Our executive office is located at 1751 Panorama Point, Unit G, Lafayette, CO 80026, and our phone number is (720) 390-3880. Our Company website is www.urban-gro.com, which contain a description of our Company and products, but such websites and the information contained on our websites are not part of this report. In addition, we also maintain branded product websites of www.soleiltech.ag and www.opti-dura.com.
We have not been subject to any bankruptcy, receivership or similar proceeding.
Results Of Operations
Comparison of Results of Operations for the nine months ended September 30, 2018 and 2017
During the nine month period ended September 30, 2018, we generated revenues of $14,680,295, compared to revenues of $7,721,807 during the similar period in 2017, an increase of $6,958,488 (90%). This increase in revenues is attributable to sales of cultivation technology systems, which increased by $4,908,008. While this increase may be attributable to the general growth of the cannabis industry in North America which has provided us with additional sales opportunities, we also believe that this increase in revenue occurred primarily as a result of our increased emphasis on our cultivation technologies segment. Revenue in this segment increased by $3,379,676 (320%) compared to the nine months ended September 30, 2017, as a result of increased sales in water treatment systems, fans and benches.
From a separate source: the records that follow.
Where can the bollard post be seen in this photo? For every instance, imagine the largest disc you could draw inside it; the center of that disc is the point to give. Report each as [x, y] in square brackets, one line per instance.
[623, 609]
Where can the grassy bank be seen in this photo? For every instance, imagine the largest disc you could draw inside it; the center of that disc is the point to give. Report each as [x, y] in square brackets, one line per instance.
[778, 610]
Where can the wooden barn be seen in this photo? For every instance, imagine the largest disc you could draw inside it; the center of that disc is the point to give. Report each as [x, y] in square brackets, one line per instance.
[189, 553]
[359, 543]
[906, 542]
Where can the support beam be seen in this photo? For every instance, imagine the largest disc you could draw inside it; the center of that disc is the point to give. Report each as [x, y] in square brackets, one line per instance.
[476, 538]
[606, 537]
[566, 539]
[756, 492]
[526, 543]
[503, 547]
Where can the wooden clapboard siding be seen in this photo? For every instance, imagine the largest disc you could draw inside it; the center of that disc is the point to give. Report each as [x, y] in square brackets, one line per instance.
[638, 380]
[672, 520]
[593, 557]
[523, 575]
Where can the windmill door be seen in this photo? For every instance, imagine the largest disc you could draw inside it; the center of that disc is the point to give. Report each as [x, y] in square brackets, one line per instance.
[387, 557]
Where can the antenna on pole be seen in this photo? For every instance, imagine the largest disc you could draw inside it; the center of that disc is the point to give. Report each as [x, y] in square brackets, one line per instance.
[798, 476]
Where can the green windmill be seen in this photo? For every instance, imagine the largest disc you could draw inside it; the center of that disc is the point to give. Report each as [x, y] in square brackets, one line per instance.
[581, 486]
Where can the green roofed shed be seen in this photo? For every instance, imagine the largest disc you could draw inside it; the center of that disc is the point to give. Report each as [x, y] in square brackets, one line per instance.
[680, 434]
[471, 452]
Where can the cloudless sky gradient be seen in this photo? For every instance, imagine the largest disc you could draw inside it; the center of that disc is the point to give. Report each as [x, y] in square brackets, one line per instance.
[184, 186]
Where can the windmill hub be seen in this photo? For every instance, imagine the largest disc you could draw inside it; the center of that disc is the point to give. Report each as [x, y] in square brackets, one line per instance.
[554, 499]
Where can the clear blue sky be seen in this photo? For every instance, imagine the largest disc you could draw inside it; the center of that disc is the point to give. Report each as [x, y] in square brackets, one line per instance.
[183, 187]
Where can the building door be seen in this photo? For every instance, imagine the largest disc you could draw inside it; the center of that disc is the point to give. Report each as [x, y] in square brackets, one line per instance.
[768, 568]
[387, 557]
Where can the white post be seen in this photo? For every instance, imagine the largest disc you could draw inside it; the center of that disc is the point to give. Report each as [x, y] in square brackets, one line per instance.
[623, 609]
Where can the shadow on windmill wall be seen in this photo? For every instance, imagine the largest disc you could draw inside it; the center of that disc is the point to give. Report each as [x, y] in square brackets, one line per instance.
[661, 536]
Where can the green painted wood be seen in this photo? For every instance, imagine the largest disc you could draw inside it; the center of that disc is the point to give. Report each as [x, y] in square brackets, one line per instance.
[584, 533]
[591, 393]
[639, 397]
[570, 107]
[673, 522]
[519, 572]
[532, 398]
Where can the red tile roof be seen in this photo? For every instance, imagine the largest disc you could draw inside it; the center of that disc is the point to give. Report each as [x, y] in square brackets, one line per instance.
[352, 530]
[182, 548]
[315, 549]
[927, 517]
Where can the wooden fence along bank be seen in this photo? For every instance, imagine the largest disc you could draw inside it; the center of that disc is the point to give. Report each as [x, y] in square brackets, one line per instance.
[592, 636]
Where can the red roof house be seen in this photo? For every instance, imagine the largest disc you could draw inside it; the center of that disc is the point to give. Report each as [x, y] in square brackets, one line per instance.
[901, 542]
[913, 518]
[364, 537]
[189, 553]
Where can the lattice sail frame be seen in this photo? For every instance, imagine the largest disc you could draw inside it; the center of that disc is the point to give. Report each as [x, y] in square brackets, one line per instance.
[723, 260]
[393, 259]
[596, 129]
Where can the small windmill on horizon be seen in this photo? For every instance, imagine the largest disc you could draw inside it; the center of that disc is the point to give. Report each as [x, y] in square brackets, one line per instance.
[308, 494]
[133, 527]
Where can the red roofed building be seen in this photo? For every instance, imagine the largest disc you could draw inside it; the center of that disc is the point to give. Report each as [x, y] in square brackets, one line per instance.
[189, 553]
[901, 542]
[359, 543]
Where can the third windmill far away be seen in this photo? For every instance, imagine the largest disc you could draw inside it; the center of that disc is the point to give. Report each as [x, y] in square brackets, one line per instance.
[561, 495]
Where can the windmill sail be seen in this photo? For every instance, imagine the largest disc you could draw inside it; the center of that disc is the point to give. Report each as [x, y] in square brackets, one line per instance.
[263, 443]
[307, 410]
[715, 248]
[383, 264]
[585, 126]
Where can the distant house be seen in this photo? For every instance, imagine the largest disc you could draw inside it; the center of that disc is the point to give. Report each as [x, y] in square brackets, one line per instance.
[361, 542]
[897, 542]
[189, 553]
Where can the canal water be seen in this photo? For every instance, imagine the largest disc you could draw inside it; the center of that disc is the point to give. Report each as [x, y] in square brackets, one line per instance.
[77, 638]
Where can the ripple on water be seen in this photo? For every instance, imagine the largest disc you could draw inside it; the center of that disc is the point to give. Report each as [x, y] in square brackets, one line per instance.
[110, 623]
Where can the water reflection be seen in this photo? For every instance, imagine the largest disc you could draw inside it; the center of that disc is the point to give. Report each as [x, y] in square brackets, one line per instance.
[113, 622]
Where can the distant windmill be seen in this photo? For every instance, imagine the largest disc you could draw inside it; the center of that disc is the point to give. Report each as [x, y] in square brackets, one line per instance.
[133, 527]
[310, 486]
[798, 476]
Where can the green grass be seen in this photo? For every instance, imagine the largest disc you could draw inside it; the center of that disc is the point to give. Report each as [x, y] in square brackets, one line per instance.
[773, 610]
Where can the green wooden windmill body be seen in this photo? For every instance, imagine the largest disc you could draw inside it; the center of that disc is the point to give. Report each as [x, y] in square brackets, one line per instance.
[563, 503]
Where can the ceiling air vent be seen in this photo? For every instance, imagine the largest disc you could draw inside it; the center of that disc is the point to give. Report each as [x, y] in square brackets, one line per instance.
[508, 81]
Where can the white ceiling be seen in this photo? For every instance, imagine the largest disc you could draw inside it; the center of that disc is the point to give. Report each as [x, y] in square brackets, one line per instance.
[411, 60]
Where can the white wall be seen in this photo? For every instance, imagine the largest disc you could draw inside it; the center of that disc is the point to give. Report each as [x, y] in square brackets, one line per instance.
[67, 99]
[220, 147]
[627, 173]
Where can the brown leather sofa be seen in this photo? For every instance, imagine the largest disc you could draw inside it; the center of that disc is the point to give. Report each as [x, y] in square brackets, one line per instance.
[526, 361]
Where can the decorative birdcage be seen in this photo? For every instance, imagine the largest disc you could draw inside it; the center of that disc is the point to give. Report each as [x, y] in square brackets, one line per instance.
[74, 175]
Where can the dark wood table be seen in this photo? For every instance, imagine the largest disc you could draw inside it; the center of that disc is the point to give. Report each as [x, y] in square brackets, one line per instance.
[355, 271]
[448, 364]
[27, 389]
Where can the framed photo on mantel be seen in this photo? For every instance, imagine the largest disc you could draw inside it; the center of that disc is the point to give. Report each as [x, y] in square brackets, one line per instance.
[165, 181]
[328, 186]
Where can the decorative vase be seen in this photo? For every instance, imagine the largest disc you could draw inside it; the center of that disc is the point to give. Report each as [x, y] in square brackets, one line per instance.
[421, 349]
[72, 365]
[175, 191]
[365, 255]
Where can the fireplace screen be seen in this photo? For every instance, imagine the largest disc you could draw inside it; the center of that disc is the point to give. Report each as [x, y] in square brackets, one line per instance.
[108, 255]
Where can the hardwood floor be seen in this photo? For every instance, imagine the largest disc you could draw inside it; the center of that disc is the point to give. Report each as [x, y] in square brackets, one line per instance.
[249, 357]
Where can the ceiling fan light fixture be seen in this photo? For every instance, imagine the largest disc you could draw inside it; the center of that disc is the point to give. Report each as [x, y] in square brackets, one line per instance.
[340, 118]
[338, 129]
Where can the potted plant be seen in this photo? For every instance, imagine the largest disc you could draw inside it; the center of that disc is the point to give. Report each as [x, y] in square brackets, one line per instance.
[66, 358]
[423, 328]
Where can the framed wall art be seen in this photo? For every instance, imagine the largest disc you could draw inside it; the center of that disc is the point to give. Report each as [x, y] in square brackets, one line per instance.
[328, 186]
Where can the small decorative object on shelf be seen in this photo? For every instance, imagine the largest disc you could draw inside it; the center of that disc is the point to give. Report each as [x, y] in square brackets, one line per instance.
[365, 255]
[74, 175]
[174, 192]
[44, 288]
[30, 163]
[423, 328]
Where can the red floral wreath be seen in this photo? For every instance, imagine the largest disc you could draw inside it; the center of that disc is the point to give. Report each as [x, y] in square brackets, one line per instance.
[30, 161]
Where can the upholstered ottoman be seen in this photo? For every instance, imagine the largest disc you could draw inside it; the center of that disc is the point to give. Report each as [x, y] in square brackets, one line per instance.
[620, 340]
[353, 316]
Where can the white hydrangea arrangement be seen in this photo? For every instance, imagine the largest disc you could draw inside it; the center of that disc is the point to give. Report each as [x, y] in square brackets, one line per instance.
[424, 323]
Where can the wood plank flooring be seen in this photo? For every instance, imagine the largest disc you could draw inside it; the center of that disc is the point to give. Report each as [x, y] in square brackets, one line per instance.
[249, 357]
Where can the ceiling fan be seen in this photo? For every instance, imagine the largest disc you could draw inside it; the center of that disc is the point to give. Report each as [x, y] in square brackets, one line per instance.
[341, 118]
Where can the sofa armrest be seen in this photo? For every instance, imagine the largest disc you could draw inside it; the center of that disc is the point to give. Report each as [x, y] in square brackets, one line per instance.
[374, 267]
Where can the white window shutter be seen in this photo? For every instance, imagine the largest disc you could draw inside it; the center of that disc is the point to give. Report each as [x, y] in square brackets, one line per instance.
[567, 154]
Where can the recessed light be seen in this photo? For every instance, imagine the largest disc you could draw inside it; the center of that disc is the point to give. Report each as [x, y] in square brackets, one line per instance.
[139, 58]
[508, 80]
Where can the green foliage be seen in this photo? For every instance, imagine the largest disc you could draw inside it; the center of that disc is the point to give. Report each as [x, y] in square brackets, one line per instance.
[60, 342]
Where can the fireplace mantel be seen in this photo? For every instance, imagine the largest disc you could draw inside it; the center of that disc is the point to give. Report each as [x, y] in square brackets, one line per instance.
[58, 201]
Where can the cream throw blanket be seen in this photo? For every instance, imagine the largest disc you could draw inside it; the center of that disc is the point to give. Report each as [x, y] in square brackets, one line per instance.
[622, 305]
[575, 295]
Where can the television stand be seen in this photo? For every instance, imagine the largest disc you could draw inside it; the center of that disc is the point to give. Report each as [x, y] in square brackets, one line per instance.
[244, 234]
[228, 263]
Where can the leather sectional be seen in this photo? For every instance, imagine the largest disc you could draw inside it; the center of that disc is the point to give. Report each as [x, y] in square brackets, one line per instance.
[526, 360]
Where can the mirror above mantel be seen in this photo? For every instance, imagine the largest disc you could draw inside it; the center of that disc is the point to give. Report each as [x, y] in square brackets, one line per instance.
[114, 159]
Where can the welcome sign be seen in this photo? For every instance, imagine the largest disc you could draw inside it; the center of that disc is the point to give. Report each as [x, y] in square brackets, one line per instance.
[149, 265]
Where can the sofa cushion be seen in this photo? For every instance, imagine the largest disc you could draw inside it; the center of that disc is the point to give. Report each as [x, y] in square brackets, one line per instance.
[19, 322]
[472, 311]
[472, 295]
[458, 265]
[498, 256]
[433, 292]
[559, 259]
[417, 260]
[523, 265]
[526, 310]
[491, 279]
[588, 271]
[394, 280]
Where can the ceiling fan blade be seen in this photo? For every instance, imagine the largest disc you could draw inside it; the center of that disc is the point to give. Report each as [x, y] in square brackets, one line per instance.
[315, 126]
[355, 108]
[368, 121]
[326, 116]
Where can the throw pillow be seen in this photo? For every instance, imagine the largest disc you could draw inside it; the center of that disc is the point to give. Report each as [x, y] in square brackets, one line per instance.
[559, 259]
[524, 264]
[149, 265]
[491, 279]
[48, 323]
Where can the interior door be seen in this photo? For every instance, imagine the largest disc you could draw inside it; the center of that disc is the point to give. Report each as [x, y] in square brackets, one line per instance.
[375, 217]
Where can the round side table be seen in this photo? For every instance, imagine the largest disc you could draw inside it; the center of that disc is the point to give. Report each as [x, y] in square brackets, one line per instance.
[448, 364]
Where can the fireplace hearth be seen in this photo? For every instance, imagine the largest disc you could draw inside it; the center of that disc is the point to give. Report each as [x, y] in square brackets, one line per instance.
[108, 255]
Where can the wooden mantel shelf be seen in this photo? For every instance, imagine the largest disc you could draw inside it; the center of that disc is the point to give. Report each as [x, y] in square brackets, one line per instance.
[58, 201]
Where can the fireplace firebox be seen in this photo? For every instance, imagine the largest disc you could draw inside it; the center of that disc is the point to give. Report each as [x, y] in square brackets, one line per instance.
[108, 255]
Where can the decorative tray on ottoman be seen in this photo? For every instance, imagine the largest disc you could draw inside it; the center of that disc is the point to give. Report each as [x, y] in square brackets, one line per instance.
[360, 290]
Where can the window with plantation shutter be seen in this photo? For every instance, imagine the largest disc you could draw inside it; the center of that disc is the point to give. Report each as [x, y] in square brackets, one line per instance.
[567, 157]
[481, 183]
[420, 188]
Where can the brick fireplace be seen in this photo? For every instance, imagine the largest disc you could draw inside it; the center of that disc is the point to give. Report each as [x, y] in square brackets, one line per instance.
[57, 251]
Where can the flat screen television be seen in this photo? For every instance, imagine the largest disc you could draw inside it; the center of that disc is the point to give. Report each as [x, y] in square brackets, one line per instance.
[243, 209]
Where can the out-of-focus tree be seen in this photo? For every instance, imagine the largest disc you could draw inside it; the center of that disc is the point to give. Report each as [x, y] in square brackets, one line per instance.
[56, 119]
During the nine months ended September 30, 2018, our fertigation revenue also increased by $2,428,635 (126%), from the comparable period in 2017, which we attribute to the continued expansion of the cannabis industry in both the US and Canada. As cannabis cultivation projects increase in size there is a larger demand for fertigation controls, which we meet through the sale of our Argus line of products. Our sales of consumables and lighting systems also increased by $277,029 (21%) and 99,691 (3%), respectively during the nine-month period ended September 30, 2018 compared to the similar period in 2017.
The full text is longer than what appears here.